In den Hauptrollen brillierten Ernest Goldhahn als Thomas Müntzer und Daniela Schwalbe als Müntzerin sowie Lutz Leyh als Martin Luther und Eva Medusa Gühne als Katharina von Bora. Glanzleistungen zeigten auch Holger Hoffmann (Heinrich Pfeiffer) und Ralph-uwe Heinz, der als Abt die wohl härteste Rolle hatte. Er musste die meiste Zeit nur mit Unterhosen bekleidet spielen, während sich die meisten im Publikum mit Decken wärmten.
Der Urheber der Spielszenen, Matthias H. Herzer, ist auch durch Tv-produktionen, wie „Familie Dr. Kleist“, „Tatort“oder „Schloss Einstein“bekannt. „Nach dem Thüringentag 2003 in Mühlhausen, für den ich eine kleine historische Aufführung konzipiert hatte, entstand die Idee einer dauerhaften historischen Veranstaltung“, erklärte er. 2004 wurde dann das erste „Müntzer-spiel“in Szene gesetzt. „Die Grundidee sah eine Art Improvisationstheater vor, das an diversen Originalschauplätzen aufgeführt wurde. Die Resonanz war sehr positiv, und wir führten das Projekt fort“, so Herzer. Seither schrieb und gestaltete er die Stücke. Mit der Zeit wurde das ursprüngliche Konzept weiter entwickelt, bis 2016 erstmals eine große Freilichtinszenierung vor der Kornmarktkirche stattfinden konnte. „Beschäftigt man sich mit Müntzer, kommt man nie um Luther herum. Persönlich sollen sich beide Männer nie begegnet sein, was den Umgang mit diesem Thema für eine Bühnenadaption umso spannender macht“, informierte Herzer.
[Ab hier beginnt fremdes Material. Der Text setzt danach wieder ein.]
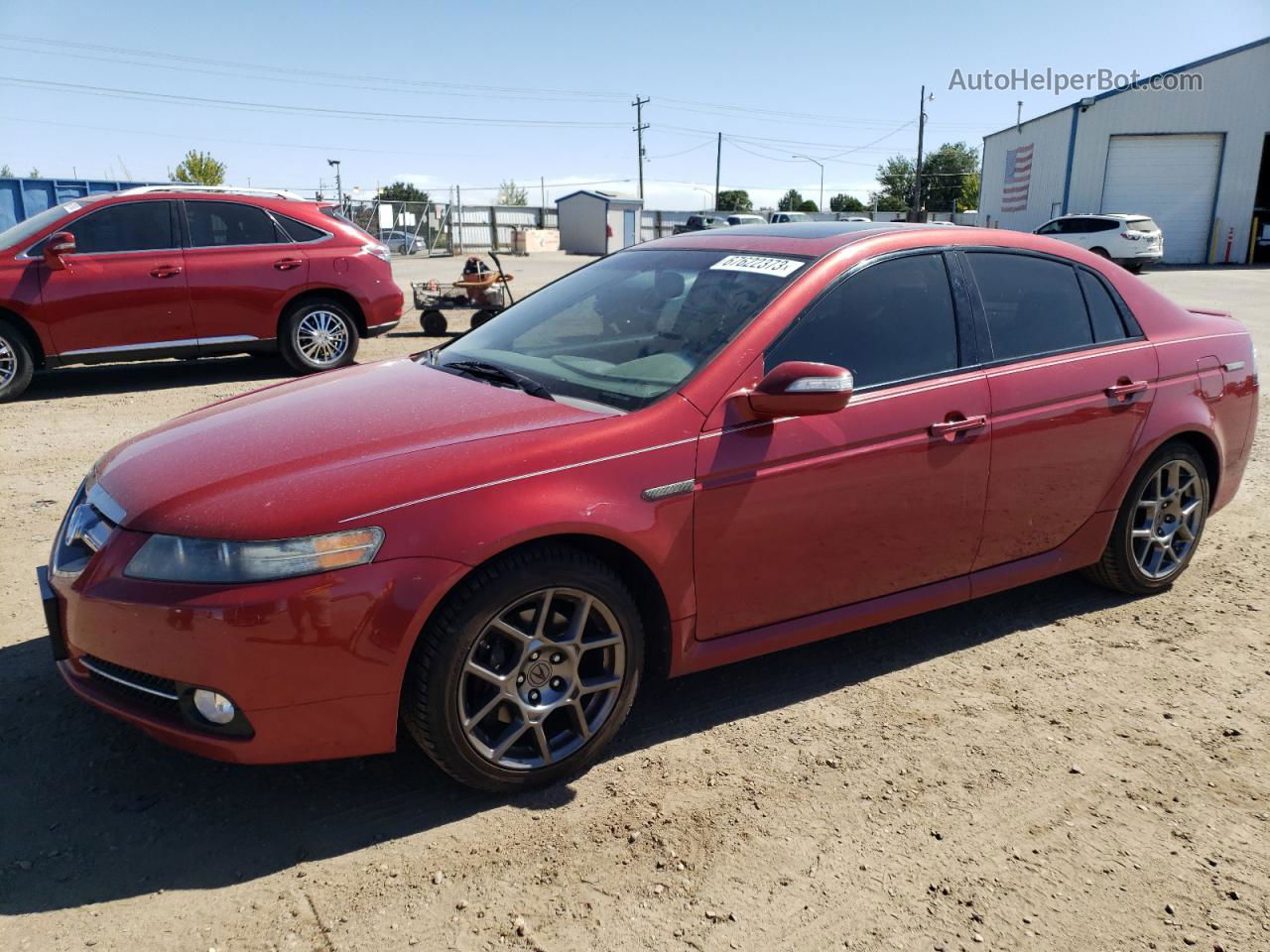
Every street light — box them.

Dennoch hatte er lange gehadert, ob er im Lutherjahr den Konflikt auf die Bühne bringen soll. „Ich finde den derzeitigen Luther-hype etwas aus dem Ruder gelaufen. Der Reliquienhandel 2.0 mit der Vermarktung der zum Teil unmöglichsten Lutherprodukte scheint eine höhere Wertigkeit zu haben als eine ehrliche Auseinandersetzung mit der Person Martin Luther.“In seinen Augen werde derzeit zu viel mit dem Weichzeichner gearbeitet. „Dies war für mich am Ende ausschlaggebend, Luther auf die Bühne zu stellen, um ihn auch mit sich selbst zu konfrontieren.“Herzers Kritik am „Luther-hype“klang leise auch im Stück an. „Luther, Luther, immer nur Luther im Lutherjahr“hatte er in die Dialoge eingebaut.
Silvio Rödiger zum Beispiel hält auch die Leistung von Thomas Müntzer für enorm. „Was er bewirkt hat, war beachtlich.“Er spielt aber vor allem in dem Historien-stück mit, weil ihm das Spaß bereitet. Er verkörperte zum 13. Mal den Zimmermann. Von Beruf ist er Dachdecker, er fertigt aber trotzdem ein Großteil der Kulisse selbst an. Den Galgen zum Beispiel, der das Leben des Abts aushaucht. „Der kommt jetzt wieder in die Scheune bis zum nächsten Jahr“, erklärte er.
Und Münzter? „Vielleicht brächte man auch heute wieder einen wie Müntzer. Einen, der aufräumt“, so Rödiger.